Naar boven ↑

Rechtspraak

Beslissen zonder te beraadslagen?

Tenslotte heeft verzoeker aangevoerd dat de afwijzende beslissing op het verzoek tot schorsing en op het verzoek eerst een schriftelijke tussenbeslissing te nemen, al genomen was voorafgaand aan de zitting, aangezien hij het hof hierover niet heeft zien beraadslagen.

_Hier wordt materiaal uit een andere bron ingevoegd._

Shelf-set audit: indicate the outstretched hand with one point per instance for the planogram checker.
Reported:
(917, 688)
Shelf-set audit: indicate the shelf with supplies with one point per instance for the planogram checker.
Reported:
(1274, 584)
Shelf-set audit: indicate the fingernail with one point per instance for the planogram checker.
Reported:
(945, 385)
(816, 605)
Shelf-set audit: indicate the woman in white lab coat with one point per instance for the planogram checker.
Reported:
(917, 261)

Het hof constateert dat het beeldverslag van de zitting van 18 november 2016, dat is vastgelegd op de door mr. X overgelegde usb-stick, de door verweerders gestelde gang van zaken bevestigt. Daarop is te zien en te horen dat de voorzitter na discussie en het herhaalde verzoek van verweerder tot het geven van een schriftelijke tussenbeslissing links en rechts naar de medeleden van het hof kijkt en zegt: “Ik kijk […] naar de leden van het hof of er anders tegenaan gekeken wordt”, waarbij geen van de leden ontkennend reageert, waarop de voorzitter zegt: “Nee, dan gaan we de zaak volledig inhoudelijk behandelen”.

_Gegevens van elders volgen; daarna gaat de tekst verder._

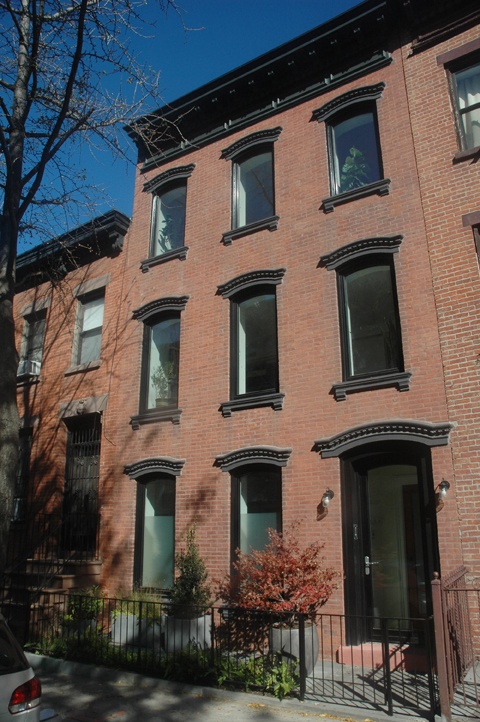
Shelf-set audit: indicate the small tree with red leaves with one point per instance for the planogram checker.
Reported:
(282, 578)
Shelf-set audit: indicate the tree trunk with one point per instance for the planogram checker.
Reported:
(9, 421)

Het stond verweerders vrij voorafgaand aan de zitting in raadkamer te beraadslagen over de vraag of bij een ter zitting herhaald verzoek om eerst een tussenbeslissing te nemen op de preliminaire verweren door het hof afgeweken zou worden van de door de voorzitter in de correspondentie aangegeven lijn. Deze beraadslaging vooraf doet er niet aan af dat, naar aanleiding van hetgeen door en namens verzoeker ter zitting naar voren werd gebracht, het hof alsnog ter zitting – al dan niet na daarover in raadkamer aanvullend te hebben beraadslaagd – diende te beslissen of het verhandelde ter zitting aanleiding vormde het verzoek te honoreren. Uit de in de vorige alinea beschreven feitelijke gang van zaken blijkt dat de beslissing het verzoek om een tussentijdse beslissing op de preliminaire verweren af te wijzen ter zitting door het voltallige hof is genomen. Dit onderdeel van de wrakingsgrond, dat uitgaat van het tegendeel, mist dan ook feitelijke grondslag en wordt daarom verworpen.